NOW THEN: an extraordinary piece by Adam Curtis on the history of surveillance, computing, AI, crime prediction and a great deal else. I’ve read it three times looking for a key quote and it’s too enmeshed to produce one. You should read it.

“The reason sickness is undesirable is not that it causes distress or discomfort but that it results in what is often called “lost productivity”. This is a sinister and absurd notion, predicated on the greedy fallacy of counting chickens before they have hatched. “Workplace absence through sickness was reported to cost British business £32bn a year,” the researcher claimed in Metro: a normal way of phrasing things today, but one with curious implications. The idea seems to be that business already has that money even though it hasn’t earned it yet and employees who fail to maintain “productivity” as a result of sickness or other reasons are, in effect, stealing this as yet entirely notional sum from their employers.”

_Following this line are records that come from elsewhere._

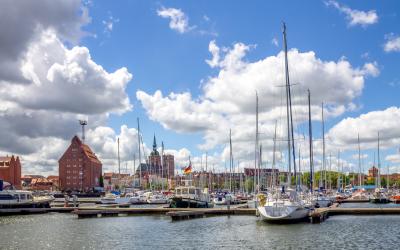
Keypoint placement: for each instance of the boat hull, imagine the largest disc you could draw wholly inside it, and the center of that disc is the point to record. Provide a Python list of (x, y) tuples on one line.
[(379, 200), (289, 214), (178, 202)]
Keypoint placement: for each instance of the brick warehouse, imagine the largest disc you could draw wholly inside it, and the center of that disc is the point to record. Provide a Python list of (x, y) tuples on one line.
[(10, 170), (79, 167)]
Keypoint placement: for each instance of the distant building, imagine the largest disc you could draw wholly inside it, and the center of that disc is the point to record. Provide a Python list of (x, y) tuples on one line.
[(372, 173), (112, 180), (155, 167), (79, 167), (263, 171), (10, 170)]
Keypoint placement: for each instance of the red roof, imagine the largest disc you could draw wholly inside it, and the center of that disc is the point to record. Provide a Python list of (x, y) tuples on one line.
[(86, 150), (5, 158)]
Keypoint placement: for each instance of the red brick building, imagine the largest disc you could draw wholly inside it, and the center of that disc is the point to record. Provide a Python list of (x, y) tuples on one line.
[(79, 167), (10, 170)]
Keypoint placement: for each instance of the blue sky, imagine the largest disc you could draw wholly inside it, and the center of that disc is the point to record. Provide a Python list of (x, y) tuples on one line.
[(163, 59), (136, 35)]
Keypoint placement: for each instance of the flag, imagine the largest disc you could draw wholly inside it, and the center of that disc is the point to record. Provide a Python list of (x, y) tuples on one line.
[(188, 169)]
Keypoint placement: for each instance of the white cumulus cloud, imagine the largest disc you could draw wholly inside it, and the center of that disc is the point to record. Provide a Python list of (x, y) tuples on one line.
[(178, 20), (355, 17), (392, 43)]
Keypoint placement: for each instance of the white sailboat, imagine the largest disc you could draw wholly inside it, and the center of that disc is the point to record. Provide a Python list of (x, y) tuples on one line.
[(286, 206)]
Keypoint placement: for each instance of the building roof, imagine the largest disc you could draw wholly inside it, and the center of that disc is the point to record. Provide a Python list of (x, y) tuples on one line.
[(41, 181), (86, 150), (31, 176), (115, 175), (5, 158)]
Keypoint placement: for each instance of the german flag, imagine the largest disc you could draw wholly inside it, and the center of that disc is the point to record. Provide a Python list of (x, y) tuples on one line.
[(188, 169)]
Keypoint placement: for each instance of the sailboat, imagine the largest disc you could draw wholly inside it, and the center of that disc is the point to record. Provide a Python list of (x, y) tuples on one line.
[(190, 196), (285, 206), (321, 199)]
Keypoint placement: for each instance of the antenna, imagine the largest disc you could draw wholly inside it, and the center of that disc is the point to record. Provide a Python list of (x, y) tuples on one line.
[(83, 123)]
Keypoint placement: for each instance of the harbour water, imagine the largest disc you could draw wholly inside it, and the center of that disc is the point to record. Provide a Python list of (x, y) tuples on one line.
[(65, 231)]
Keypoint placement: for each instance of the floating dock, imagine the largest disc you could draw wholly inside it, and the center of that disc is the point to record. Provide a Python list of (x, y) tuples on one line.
[(175, 213)]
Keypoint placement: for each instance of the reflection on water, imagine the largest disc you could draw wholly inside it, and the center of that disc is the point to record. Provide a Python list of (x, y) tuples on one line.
[(65, 231)]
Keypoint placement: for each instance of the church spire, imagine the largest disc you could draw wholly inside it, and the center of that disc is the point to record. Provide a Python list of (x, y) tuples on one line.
[(154, 143)]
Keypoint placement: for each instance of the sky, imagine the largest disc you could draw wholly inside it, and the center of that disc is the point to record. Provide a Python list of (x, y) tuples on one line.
[(190, 71)]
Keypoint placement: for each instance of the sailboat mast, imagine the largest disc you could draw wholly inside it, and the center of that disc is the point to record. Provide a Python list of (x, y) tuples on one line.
[(323, 146), (287, 105), (162, 165), (259, 167), (310, 143), (290, 108), (379, 165), (119, 161), (359, 160), (140, 159), (274, 158), (256, 156), (230, 160)]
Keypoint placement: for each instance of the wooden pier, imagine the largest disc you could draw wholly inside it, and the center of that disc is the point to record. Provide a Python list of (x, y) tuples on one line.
[(175, 213)]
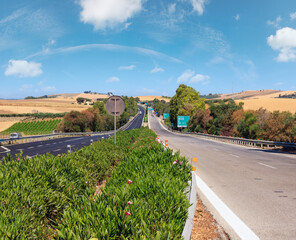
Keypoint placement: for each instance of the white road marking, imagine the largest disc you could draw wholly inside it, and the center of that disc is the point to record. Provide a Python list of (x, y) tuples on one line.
[(266, 165), (73, 140), (242, 230), (6, 149)]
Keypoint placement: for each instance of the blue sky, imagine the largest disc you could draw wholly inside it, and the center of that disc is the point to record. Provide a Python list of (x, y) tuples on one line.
[(146, 47)]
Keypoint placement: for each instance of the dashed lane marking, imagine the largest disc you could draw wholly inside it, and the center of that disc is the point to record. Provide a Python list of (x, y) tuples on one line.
[(266, 165)]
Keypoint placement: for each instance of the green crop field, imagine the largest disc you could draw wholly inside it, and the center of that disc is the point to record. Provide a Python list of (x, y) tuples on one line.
[(34, 127), (134, 190)]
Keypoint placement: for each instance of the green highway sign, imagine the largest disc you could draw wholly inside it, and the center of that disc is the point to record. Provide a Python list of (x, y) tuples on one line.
[(182, 121), (166, 115)]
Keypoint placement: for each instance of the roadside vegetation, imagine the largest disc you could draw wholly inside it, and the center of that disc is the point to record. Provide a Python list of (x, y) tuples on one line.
[(96, 117), (225, 117), (33, 127), (134, 190)]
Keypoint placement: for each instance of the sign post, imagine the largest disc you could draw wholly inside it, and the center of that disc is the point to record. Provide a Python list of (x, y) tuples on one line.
[(115, 106), (182, 121), (166, 115)]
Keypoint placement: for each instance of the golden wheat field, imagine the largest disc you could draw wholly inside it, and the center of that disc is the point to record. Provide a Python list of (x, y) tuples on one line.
[(271, 104), (38, 105)]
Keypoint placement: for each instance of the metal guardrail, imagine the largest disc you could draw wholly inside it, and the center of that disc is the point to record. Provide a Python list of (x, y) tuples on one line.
[(236, 140), (61, 135)]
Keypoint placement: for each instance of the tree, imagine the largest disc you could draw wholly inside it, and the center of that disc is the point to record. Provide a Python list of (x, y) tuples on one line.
[(279, 126), (184, 103), (199, 121)]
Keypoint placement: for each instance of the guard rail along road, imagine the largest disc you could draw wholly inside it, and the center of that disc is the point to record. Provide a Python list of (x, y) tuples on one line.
[(8, 141), (239, 141)]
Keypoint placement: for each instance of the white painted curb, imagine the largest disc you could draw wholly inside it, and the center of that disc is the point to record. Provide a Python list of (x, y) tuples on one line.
[(242, 230), (186, 234)]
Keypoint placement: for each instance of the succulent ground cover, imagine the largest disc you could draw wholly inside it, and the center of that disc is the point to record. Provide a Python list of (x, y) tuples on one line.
[(33, 127), (134, 190)]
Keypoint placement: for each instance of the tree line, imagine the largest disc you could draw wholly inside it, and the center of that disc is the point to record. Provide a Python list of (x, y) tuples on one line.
[(96, 118), (226, 118)]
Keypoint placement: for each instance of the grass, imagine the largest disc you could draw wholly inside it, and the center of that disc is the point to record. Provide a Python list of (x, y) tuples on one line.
[(34, 127), (52, 197)]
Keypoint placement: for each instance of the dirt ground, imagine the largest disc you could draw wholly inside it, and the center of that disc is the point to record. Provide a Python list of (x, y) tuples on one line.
[(38, 105), (205, 226), (271, 104)]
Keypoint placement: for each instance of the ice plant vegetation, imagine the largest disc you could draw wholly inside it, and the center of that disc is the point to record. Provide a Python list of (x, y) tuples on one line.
[(47, 197)]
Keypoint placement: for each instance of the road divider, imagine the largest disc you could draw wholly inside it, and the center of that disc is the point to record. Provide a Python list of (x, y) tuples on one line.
[(234, 140)]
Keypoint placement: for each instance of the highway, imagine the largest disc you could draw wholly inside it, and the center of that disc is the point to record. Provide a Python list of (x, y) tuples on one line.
[(257, 185), (60, 145)]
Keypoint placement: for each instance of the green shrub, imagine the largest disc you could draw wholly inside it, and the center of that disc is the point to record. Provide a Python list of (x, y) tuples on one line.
[(52, 197)]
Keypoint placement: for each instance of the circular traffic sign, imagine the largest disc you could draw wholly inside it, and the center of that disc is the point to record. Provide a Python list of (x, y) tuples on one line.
[(115, 101)]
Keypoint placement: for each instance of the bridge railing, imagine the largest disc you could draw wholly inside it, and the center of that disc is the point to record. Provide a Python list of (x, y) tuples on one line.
[(236, 140)]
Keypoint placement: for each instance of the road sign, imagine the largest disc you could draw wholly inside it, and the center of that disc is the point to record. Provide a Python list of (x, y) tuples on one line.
[(110, 105), (166, 115), (115, 106), (182, 121)]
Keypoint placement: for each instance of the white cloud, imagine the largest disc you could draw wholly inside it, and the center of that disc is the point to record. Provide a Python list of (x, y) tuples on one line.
[(185, 76), (172, 8), (106, 47), (108, 13), (113, 79), (199, 78), (284, 41), (49, 89), (199, 6), (22, 68), (131, 67), (276, 22), (15, 15), (26, 87), (293, 16), (157, 69), (279, 83), (188, 76)]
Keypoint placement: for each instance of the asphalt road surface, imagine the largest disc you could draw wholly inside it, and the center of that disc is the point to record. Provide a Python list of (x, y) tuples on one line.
[(257, 185), (60, 145)]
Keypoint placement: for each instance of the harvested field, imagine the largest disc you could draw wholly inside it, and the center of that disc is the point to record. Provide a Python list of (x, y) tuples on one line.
[(151, 98), (271, 104), (38, 105)]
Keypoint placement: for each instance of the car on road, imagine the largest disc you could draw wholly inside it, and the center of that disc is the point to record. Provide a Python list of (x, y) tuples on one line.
[(15, 135)]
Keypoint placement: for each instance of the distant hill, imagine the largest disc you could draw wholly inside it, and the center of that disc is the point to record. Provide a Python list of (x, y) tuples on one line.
[(250, 94)]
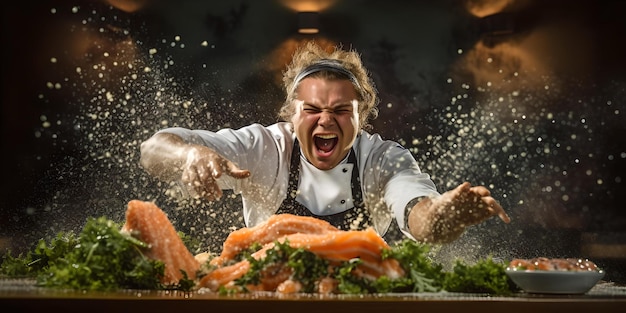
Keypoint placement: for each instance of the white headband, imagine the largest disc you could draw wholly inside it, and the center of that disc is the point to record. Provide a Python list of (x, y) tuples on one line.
[(324, 65)]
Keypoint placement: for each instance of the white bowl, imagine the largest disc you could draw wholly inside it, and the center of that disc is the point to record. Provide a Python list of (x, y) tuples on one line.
[(555, 282)]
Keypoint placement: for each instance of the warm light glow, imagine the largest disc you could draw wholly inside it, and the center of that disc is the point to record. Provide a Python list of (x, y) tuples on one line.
[(482, 8), (128, 6), (308, 30), (308, 5), (308, 22)]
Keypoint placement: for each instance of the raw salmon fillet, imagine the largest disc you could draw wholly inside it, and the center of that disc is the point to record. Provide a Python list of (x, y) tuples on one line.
[(310, 234), (148, 223)]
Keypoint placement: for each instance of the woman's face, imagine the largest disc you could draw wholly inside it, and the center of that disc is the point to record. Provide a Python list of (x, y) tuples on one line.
[(326, 120)]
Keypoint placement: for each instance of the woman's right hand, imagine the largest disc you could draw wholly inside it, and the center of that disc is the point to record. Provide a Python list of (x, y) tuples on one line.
[(169, 158), (203, 167)]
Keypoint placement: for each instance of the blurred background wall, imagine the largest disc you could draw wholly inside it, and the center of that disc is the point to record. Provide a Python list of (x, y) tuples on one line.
[(526, 97)]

Law of unintended consequences: Key-copying apps, designed to help you out by storing backups of your keys in case you get locked out, are also a potential boon for burglars.

The Darkness, an excellent comic drawn in 24 hours.

Pathfinder’s new iconic shaman is a badass trans dwarf woman.

The simple ways in which Kim Kardashian: Hollywood is more progressive than most AAA games.

“what tech-focused people often see of the games industry is the ugly side — for example, the rampant misogyny of mainstreams game developers, thoroughly illustrated by Anita Sarkeesian’s series Feminist Frequency. In response, there are frequent calls for better representation (of women, people of color, queer people, etc) in games — but what we often miss is that these people are, themselves, making games, which usually do include such representations — but which all too often go ignored or financially unsupported” – the missed connections between tech feminism and videogame zinesters

Tumblr of the week: Annals of Nope

Poem of the week: not one of my choosing, this week; instead I’m going to direct you to Ars Poetica, a new twice-weekly email of hand-picked poetry by a friend of mine.

Game of the week: Nested, because of reasons.